¿Qué nos hace felices? Un siglo de investigación psicológica apunta a una respuesta clara
Basado en un artículo original de Susan Dominus para The New York Times (1 de mayo de 2025).
Durante casi un siglo, psicólogos e investigadores han intentado responder una pregunta tan sencilla como compleja: ¿qué nos hace felices? Desde los primeros trabajos sobre bienestar subjetivo hasta la psicología positiva contemporánea, el campo ha oscilado entre teorías biológicas, conductuales y sociales. Sin embargo, una conclusión comienza a sobresalir de forma sostenida entre décadas de datos y miles de participantes: las relaciones interpersonales profundas y sostenidas son el predictor más consistente de una vida feliz y saludable.
El artículo de Susan Dominus en The New York Times (“How Nearly a Century of Happiness Research Led to One Big Finding”) traza este recorrido con claridad, recuperando el trabajo de investigadoras como Sonja Lyubomirsky —referente en el estudio empírico de la felicidad— y de Robert Waldinger, actual director del Estudio de Desarrollo Adulto de Harvard, iniciado en 1938. Lo que emerge de ese entramado de estudios longitudinales, intervenciones breves y nuevas metodologías es una verdad difícil de ignorar: las conexiones sociales de calidad tienen un peso específico en la salud mental y física a lo largo de la vida.
Para quienes trabajamos en salud mental, este hallazgo no es solo interesante, sino clínicamente relevante. La investigación de Lyubomirsky mostró, por ejemplo, que pequeñas intervenciones como actos de gratitud o amabilidad pueden producir aumentos significativos en el bienestar subjetivo. Si bien sus efectos son moderados y de corta duración, lo notable es que se trata de prácticas simples y accesibles. Esto nos invita a reflexionar sobre los recursos que promovemos dentro y fuera de la consulta.
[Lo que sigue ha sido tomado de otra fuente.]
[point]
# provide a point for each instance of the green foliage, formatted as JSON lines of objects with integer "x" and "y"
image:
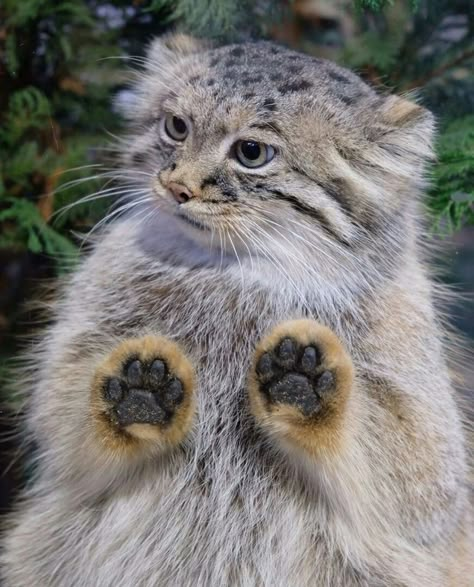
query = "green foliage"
{"x": 452, "y": 198}
{"x": 55, "y": 99}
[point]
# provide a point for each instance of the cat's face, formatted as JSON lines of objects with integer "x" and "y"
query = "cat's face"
{"x": 274, "y": 155}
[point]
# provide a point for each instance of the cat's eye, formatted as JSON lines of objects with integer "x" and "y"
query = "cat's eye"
{"x": 176, "y": 127}
{"x": 253, "y": 154}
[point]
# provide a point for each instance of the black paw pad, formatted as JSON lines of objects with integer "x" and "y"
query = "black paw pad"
{"x": 144, "y": 393}
{"x": 294, "y": 374}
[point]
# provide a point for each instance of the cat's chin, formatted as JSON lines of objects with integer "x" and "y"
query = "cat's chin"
{"x": 182, "y": 241}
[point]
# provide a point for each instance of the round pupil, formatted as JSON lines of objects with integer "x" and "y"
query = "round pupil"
{"x": 179, "y": 125}
{"x": 250, "y": 150}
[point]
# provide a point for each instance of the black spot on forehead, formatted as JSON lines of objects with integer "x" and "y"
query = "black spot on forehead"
{"x": 269, "y": 104}
{"x": 276, "y": 77}
{"x": 295, "y": 86}
{"x": 237, "y": 52}
{"x": 295, "y": 69}
{"x": 350, "y": 99}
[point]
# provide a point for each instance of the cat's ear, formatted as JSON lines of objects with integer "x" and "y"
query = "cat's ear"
{"x": 403, "y": 127}
{"x": 171, "y": 48}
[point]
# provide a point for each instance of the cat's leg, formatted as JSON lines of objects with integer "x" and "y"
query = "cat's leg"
{"x": 142, "y": 397}
{"x": 300, "y": 385}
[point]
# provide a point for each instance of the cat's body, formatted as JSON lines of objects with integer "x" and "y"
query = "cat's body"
{"x": 230, "y": 505}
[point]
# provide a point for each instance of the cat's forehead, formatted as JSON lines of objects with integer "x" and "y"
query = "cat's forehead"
{"x": 275, "y": 76}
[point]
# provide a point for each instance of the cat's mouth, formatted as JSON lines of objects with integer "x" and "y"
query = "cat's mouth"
{"x": 182, "y": 215}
El estudio longitudinal de Harvard, por su parte, nos ofrece una perspectiva única sobre la trayectoria vital. A lo largo de más de 80 años de seguimiento, se observó que la calidad de los vínculos —más que el éxito profesional, la fama o el dinero— fue el mejor predictor de salud y satisfacción en la vejez. Y no se trata simplemente de estar casado o tener amigos, sino de la calidad emocional de esos lazos: relaciones basadas en la confianza, el apoyo mutuo y la intimidad.
Más recientemente, investigaciones como las de Julia Rohrer o Nicholas Epley han aportado datos experimentales sobre cómo incluso interacciones sociales breves pueden elevar el estado de ánimo. Esto desafía la creencia extendida de que socializar con desconocidos es incómodo o innecesario. Al contrario: incluso en esos contactos mínimos se esconde una vía hacia el bienestar.
¿Qué hacemos con este conocimiento en la práctica clínica?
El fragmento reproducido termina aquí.